| HN Mirror

It is not at all. That's like someone looking at perfect weather, blowing up an air mattress on the beach and wondering why anyone would need a house.

You are only on the 'fast path' when a single allocation of an array would have been much faster anyway. It isn't difficult to be 'fast' when accomplishing something trivial that would be even faster if done directly.

Why do you keeping saying the same thing while ignoring freeing memory, different lifetimes and wildly different sizes of allocations (which are why memory allocators actually exist)?

This idea that memory allocation is cheap is a blight on performance. Are you really allocating memory inside your hot loops and having it not show up when you profile?

> You are only on the 'fast path'

Isn't that what I've said all along? I said 'amortised' in my very first comment. Most allocations are from the fast path... that's why they bother to make it fast.

> when a single allocation of an array would have been much faster anyway

TLAB allocation is heterogenous (which solves your size question.) An array isn't. TLAB can be evacuated and fragmention-free (which solves your lifetime problem.) An array can't.

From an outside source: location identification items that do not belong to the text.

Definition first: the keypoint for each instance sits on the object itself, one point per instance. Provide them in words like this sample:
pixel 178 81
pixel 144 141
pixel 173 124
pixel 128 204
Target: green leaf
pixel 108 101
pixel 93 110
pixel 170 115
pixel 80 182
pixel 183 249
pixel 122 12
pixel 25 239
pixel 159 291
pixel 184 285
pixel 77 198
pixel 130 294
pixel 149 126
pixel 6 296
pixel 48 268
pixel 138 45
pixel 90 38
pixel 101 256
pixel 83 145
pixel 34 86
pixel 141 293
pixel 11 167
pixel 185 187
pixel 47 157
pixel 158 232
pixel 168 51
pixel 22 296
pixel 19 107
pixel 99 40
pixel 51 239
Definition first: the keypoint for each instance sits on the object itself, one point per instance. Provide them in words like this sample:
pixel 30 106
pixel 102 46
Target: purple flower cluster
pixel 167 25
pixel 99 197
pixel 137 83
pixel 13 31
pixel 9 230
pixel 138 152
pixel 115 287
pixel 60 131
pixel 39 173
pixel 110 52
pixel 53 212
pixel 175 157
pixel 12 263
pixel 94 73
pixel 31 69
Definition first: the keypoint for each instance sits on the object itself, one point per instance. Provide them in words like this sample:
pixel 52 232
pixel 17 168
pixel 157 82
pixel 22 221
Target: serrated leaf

> Why do you keeping saying the same thing while ignoring freeing memory

I said 'Deallocation though - yes that's slow!' in my very first comment.

Your original comment was trying to argue that allocations aren't a big performance problem. Anyone with experience optimizing knows this is not true and that minimizing allocations is the first thing to look at because it will most likely have the largest payoff with the least effort. Incorrect preconceptions and misinformation doesn't help people.

Saying 'allocations are fast' because you can make unnecessary allocations cheaper while ignoring deallocation is basically a lie, it's playing some sort of language game while telling people the opposite of what is actually true.

> Most allocations are from the fast path... that's why they bother to make it fast.

This is where you have a deep misconception. Doing millions of allocations that could be one allocation is not fast. If you want to add 1000000 to a variable do you loop through it one million times and increment it by 1 every time?

> TLAB allocation is heterogenous (which solves your size question.) An array isn't. TLAB can be evacuated and fragmention-free (which solves your lifetime problem.) An array can't.

That's like building a skyscraper out of legos because they fit together so well. It's nonsensical, especially due to pages and memory mapping.

> I said 'Deallocation though - yes that's slow!' in my very first comment.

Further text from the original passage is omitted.